Understanding Recurrent Neural Networks

Sources:

Andrej Karpathy blog: The Unreasonable Effectiveness of Recurrent Neural Networks http://karpathy.github.io/2015/05/21/rnn-effectiveness/

Stanford cs231n (spring 2017) lecture 10: Recurrent Neural Networks https://www.youtube.com/watch?v=6niqTuYFZLQ



### Context:

Neural networks like CNNs typically require some fixed-size input and produce a fixed-size output. 

RNNs can operate on every item of a sequence; so the length of that sequence can very in size. Not just the input, the output can also vary in size.

This has several advantages: you can have various combo of input size vs output size.

You can also iterate over fixed-sized inputs on an RNN


![img](./img/rnn-in-out-size.jpg)

### How does a RNN work?

Like a static variable in a class that gets updated every time some method is called, a hidden state in a RNN cell retains some of the things it has seen, and is updated by new inputs.
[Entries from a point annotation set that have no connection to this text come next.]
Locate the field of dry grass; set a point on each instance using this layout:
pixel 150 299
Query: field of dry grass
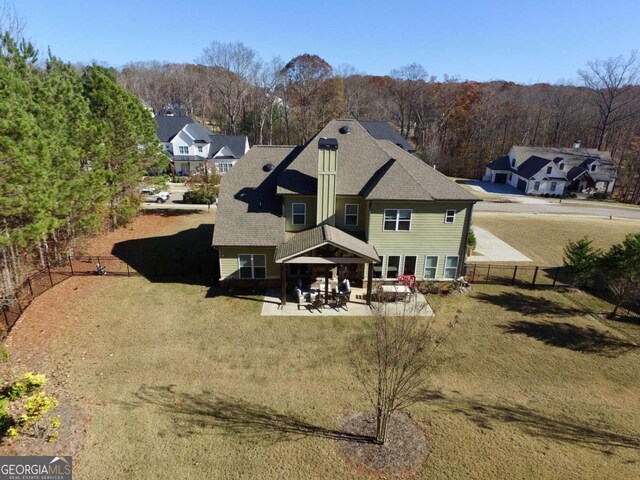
pixel 175 380
pixel 542 238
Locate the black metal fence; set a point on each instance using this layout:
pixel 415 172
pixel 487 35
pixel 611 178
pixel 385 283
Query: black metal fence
pixel 200 268
pixel 517 275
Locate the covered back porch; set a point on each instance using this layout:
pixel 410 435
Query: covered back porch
pixel 314 264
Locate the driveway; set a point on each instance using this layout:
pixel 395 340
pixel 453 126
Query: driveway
pixel 502 191
pixel 556 208
pixel 491 249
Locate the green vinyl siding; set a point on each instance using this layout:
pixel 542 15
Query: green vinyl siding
pixel 362 214
pixel 229 260
pixel 429 234
pixel 310 202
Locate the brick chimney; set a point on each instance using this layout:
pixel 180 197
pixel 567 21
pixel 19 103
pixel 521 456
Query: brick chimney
pixel 326 193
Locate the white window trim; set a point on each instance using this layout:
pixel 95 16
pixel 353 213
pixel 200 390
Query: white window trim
pixel 444 270
pixel 404 261
pixel 446 215
pixel 357 214
pixel 292 214
pixel 253 273
pixel 385 266
pixel 435 276
pixel 384 216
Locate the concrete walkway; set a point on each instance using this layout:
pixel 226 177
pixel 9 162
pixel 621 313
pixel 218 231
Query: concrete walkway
pixel 491 249
pixel 417 307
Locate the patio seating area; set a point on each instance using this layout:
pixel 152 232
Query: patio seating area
pixel 392 304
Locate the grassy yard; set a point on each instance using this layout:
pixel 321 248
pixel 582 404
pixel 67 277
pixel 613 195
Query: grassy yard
pixel 179 382
pixel 542 237
pixel 175 380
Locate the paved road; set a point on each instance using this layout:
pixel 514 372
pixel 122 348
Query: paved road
pixel 559 209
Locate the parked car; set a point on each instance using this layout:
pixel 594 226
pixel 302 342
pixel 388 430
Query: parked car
pixel 198 197
pixel 150 194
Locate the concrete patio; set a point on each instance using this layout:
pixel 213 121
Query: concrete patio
pixel 357 307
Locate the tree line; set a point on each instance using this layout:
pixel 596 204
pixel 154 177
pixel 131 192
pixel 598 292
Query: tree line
pixel 459 126
pixel 73 147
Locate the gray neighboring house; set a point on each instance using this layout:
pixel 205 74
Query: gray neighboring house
pixel 554 171
pixel 190 144
pixel 343 205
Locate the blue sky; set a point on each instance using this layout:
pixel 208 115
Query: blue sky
pixel 523 41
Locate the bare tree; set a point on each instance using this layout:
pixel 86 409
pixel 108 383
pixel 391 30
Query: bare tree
pixel 10 21
pixel 611 82
pixel 395 360
pixel 235 69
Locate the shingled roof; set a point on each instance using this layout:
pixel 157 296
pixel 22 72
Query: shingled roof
pixel 168 126
pixel 324 235
pixel 250 210
pixel 365 169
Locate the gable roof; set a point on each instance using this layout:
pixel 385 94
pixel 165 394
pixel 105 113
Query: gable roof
pixel 322 235
pixel 249 212
pixel 168 126
pixel 381 130
pixel 532 166
pixel 235 143
pixel 364 168
pixel 573 157
pixel 500 163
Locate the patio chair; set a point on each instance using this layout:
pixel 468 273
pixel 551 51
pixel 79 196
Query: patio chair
pixel 342 301
pixel 317 303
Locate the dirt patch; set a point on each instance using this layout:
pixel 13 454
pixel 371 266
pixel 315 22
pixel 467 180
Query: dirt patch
pixel 402 455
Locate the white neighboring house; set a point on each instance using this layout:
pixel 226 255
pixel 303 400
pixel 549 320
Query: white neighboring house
pixel 553 171
pixel 190 144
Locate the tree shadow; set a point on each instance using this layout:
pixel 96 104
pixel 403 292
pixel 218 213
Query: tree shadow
pixel 527 304
pixel 235 417
pixel 599 436
pixel 573 337
pixel 184 257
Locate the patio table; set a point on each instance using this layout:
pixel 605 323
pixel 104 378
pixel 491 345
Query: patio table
pixel 397 292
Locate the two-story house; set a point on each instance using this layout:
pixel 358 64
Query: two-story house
pixel 345 203
pixel 190 144
pixel 553 171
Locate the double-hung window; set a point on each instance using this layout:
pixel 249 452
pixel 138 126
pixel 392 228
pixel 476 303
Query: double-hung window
pixel 299 214
pixel 351 214
pixel 397 220
pixel 450 216
pixel 430 267
pixel 252 266
pixel 450 267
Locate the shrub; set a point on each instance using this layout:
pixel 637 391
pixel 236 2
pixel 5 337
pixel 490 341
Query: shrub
pixel 581 260
pixel 472 242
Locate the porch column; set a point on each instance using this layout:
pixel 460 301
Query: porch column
pixel 369 282
pixel 283 283
pixel 326 288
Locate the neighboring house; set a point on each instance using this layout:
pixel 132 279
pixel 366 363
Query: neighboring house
pixel 189 144
pixel 554 171
pixel 381 130
pixel 343 204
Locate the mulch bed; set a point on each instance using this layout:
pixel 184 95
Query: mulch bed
pixel 404 452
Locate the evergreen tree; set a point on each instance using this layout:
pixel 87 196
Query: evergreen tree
pixel 581 260
pixel 125 146
pixel 622 266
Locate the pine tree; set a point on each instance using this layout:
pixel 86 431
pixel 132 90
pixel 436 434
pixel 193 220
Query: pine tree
pixel 581 260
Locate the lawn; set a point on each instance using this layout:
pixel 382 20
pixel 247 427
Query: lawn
pixel 176 380
pixel 542 238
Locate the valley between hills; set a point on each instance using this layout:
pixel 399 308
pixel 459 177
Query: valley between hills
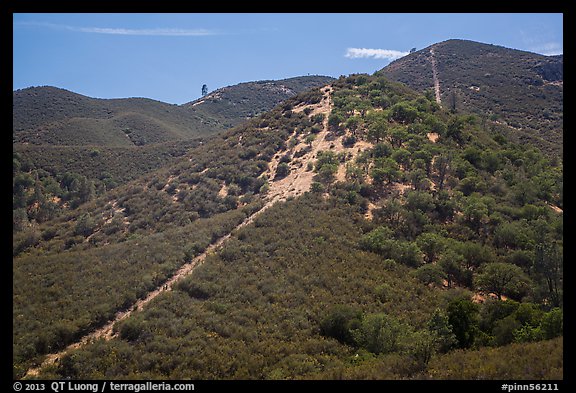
pixel 357 229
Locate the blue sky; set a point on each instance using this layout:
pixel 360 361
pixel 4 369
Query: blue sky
pixel 168 57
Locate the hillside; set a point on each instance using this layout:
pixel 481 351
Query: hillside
pixel 504 87
pixel 234 104
pixel 78 147
pixel 355 231
pixel 48 115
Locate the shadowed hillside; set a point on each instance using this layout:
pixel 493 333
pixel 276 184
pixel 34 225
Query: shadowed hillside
pixel 502 86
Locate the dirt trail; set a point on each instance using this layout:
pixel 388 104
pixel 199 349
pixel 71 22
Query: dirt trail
pixel 300 179
pixel 295 184
pixel 435 77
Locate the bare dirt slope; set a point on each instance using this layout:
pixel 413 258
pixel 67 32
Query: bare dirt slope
pixel 295 184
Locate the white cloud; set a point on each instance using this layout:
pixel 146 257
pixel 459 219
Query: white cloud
pixel 150 32
pixel 548 48
pixel 167 32
pixel 360 53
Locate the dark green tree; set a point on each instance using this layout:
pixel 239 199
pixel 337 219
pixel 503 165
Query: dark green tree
pixel 463 317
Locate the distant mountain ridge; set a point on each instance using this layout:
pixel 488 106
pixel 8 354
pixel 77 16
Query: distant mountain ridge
pixel 54 116
pixel 234 104
pixel 522 90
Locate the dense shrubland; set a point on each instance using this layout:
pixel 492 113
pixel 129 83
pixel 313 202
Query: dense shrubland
pixel 462 256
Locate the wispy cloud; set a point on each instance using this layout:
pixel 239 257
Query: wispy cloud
pixel 540 40
pixel 168 32
pixel 548 48
pixel 361 53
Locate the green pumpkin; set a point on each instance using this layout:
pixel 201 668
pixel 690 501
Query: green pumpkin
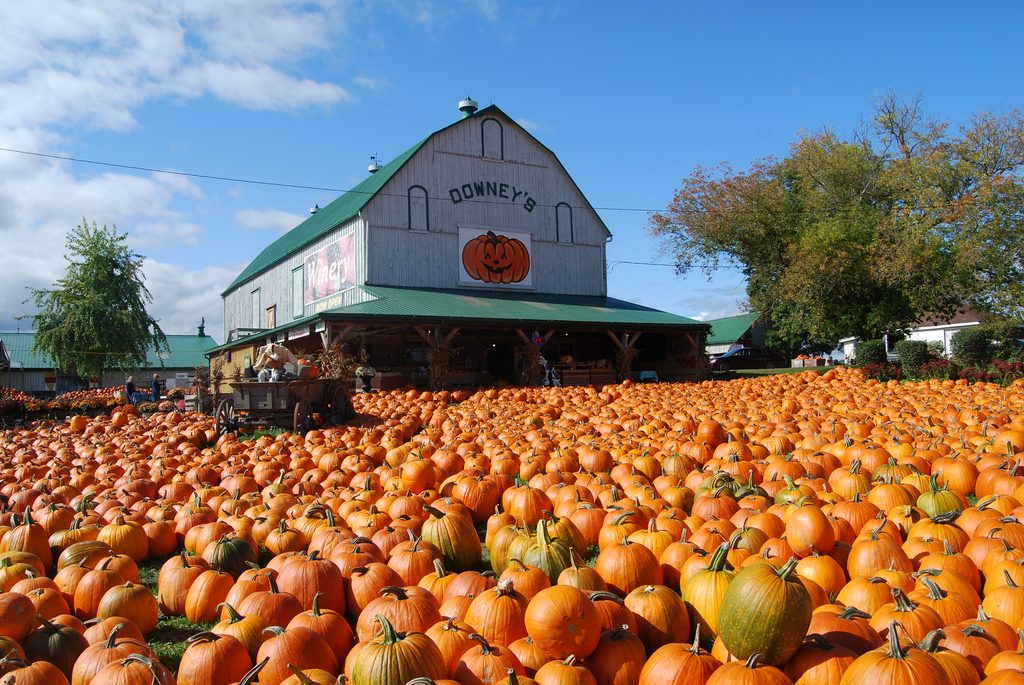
pixel 551 555
pixel 229 554
pixel 939 501
pixel 395 658
pixel 767 611
pixel 455 537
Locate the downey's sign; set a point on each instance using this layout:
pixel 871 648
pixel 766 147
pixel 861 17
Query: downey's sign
pixel 330 269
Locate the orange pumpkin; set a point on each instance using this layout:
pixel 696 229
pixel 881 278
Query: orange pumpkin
pixel 497 259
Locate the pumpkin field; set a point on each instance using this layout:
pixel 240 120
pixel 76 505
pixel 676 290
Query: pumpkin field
pixel 809 528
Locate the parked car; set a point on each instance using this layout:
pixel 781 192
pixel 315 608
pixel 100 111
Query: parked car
pixel 749 357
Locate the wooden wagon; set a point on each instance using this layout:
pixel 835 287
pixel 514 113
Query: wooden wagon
pixel 291 404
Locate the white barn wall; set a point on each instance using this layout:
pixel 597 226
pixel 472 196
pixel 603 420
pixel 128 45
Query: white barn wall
pixel 399 256
pixel 389 253
pixel 275 283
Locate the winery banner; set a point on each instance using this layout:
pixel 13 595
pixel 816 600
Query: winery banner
pixel 330 269
pixel 495 258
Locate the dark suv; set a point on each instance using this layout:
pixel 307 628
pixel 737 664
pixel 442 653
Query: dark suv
pixel 749 357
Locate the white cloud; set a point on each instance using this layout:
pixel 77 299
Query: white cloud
pixel 181 298
pixel 532 126
pixel 151 233
pixel 268 218
pixel 372 83
pixel 68 68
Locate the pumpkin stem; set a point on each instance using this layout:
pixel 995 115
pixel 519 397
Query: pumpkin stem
pixel 398 593
pixel 485 647
pixel 895 649
pixel 505 588
pixel 604 595
pixel 786 568
pixel 903 603
pixel 298 673
pixel 695 647
pixel 232 615
pixel 719 560
pixel 113 637
pixel 931 641
pixel 252 676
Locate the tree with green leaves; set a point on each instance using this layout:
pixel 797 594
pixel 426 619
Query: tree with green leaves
pixel 861 237
pixel 94 317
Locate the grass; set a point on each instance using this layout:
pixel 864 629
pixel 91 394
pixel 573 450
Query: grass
pixel 169 640
pixel 726 375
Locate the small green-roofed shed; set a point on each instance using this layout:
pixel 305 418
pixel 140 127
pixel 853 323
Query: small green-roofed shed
pixel 731 331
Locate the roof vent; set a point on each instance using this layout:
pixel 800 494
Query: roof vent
pixel 467 106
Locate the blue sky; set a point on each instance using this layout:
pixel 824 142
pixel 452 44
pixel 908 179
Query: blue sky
pixel 631 96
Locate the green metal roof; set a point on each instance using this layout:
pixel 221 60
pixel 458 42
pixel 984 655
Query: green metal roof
pixel 730 329
pixel 483 307
pixel 351 202
pixel 186 351
pixel 326 219
pixel 505 307
pixel 19 350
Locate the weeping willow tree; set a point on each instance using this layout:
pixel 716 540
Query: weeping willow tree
pixel 94 317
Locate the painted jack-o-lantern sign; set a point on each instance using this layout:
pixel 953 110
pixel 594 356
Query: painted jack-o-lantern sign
pixel 494 258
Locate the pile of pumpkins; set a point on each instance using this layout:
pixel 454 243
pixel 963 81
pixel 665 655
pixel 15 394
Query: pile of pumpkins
pixel 807 528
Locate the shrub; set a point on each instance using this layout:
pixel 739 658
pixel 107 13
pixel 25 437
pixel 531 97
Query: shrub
pixel 973 345
pixel 882 371
pixel 1006 344
pixel 912 353
pixel 938 369
pixel 870 351
pixel 936 348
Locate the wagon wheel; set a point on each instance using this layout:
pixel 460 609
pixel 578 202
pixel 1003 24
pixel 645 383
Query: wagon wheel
pixel 340 404
pixel 302 420
pixel 224 417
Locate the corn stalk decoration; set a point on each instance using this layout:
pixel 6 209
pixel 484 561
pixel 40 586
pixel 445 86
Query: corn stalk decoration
pixel 336 362
pixel 439 358
pixel 531 370
pixel 216 378
pixel 624 359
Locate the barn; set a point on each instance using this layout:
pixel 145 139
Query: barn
pixel 469 259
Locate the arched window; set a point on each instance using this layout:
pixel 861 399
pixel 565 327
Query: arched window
pixel 563 222
pixel 493 139
pixel 419 214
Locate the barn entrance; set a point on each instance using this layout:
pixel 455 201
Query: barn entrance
pixel 501 362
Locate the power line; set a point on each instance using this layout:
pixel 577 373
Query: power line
pixel 300 186
pixel 613 262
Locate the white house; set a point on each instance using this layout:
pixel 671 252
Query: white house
pixel 930 329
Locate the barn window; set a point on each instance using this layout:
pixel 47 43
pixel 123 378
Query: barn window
pixel 493 139
pixel 256 309
pixel 298 294
pixel 419 215
pixel 563 222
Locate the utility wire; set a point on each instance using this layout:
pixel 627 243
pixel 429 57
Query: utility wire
pixel 251 181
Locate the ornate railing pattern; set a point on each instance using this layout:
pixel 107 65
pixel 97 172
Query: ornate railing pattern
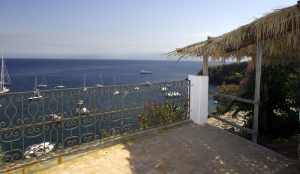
pixel 68 117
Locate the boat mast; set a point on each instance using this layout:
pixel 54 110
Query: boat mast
pixel 2 74
pixel 35 83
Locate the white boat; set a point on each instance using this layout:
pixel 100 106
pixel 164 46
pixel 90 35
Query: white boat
pixel 145 72
pixel 148 83
pixel 59 87
pixel 4 79
pixel 116 93
pixel 36 93
pixel 101 84
pixel 54 117
pixel 43 84
pixel 173 94
pixel 81 109
pixel 37 150
pixel 163 89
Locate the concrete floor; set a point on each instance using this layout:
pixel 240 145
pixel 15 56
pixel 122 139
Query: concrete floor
pixel 186 149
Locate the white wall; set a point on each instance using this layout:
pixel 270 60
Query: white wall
pixel 199 99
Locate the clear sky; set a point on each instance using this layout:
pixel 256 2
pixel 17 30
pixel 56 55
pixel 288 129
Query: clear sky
pixel 118 28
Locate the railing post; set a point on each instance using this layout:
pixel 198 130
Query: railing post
pixel 199 99
pixel 258 62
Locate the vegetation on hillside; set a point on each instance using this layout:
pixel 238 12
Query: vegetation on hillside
pixel 280 95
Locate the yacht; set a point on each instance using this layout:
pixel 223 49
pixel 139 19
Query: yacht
pixel 36 93
pixel 145 72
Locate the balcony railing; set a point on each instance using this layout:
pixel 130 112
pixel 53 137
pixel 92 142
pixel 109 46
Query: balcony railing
pixel 55 120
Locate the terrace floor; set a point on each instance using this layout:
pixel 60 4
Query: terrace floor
pixel 185 149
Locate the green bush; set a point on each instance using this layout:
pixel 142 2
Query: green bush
pixel 164 114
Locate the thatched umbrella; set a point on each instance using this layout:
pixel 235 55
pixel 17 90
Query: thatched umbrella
pixel 272 38
pixel 278 31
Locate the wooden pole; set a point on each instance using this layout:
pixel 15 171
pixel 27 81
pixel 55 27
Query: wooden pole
pixel 258 64
pixel 205 66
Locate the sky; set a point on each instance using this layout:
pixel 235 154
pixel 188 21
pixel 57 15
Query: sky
pixel 123 29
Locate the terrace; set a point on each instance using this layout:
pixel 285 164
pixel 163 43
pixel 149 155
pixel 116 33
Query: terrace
pixel 148 128
pixel 125 129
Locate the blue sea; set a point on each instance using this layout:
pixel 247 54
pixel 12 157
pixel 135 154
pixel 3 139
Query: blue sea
pixel 71 72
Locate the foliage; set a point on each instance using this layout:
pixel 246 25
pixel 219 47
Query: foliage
pixel 161 114
pixel 224 103
pixel 227 74
pixel 1 156
pixel 279 101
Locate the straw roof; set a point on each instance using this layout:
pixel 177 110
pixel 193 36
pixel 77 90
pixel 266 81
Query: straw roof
pixel 279 32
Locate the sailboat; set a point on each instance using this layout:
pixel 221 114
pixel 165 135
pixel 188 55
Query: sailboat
pixel 84 83
pixel 43 84
pixel 36 93
pixel 59 86
pixel 100 85
pixel 4 79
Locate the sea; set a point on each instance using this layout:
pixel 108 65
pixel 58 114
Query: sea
pixel 72 73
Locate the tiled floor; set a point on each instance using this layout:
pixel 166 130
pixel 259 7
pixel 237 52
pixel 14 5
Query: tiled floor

The __Recurrent__ part of RNN:

For example: for every word in a sentence, run the word through the RNN function. The input word can be a one-hot encoded vector:

$$h_t = \tanh ( W_{hh} h_{t-1} + W_{xh} x_t )$$

At the first step ($t = 1$), the function takes the first word $x_1$, and a hidden state $h$ as inputs. Since the hidden state is initialized to a vector of zeroes, the first hidden state is essentially the tanh of the first word:

$$h_1 = \tanh ( W_{xh} x_1 )$$


The second word $x_2$ together with previous step's hidden state $h_1$ are fed into the same function to produce a new hidden state $h_2$:

$$h_2 = \tanh ( W_{hh} h_1 + W_{xh} x_2 )$$

This process is repeated until the end of the sentence.

Both $x_t$ and $h_t$ have their own set of weights $W_{xh}$ and $W_{hh}$ (as a fully connected layer) that remain unchanged during the forward pass.

If you want to produce an output $y_t$ at each step, you can introduce another set of weights $W_{hy}$ for the calculation:

$$y_t = W_{hy} h_t $$

The last hidden state $y_T$ at the end of the sentence can be considered to be a summary of the input sentence.

As a program, it looks like this:

In [None]:
class RNN:
    '''A single recurrent cell'''
    def step(self, x):
        '''Update the hidden state'''
        self.h = np.tanh(np.dot(self.W_hh, self.h) + np.dot(self.W_xh, x))
        # Optional: compute the output vector
        y = np.dot(self.W_hy, self.h)
        return y

rnn = RNN()

Reminder: `np.dot(a, b)` is the dot-product of 2 matrices (matrix or vector multiplication with a summation).

Notice that there are __three sets of weights__! One (`W_hh`) for the hidden state; one (`W_xh`) for the input; and one (`W_hy`) for the output.

The hidden state `self.h` is initialized with a zero vector.

`np.tanh` function implements a non-linearity that squashes the activations to the range `[-1, 1]`.

For each step in a sequence, you'd run the line below to update the hidden state:

In [None]:
rnn.step(x) # x is an input vector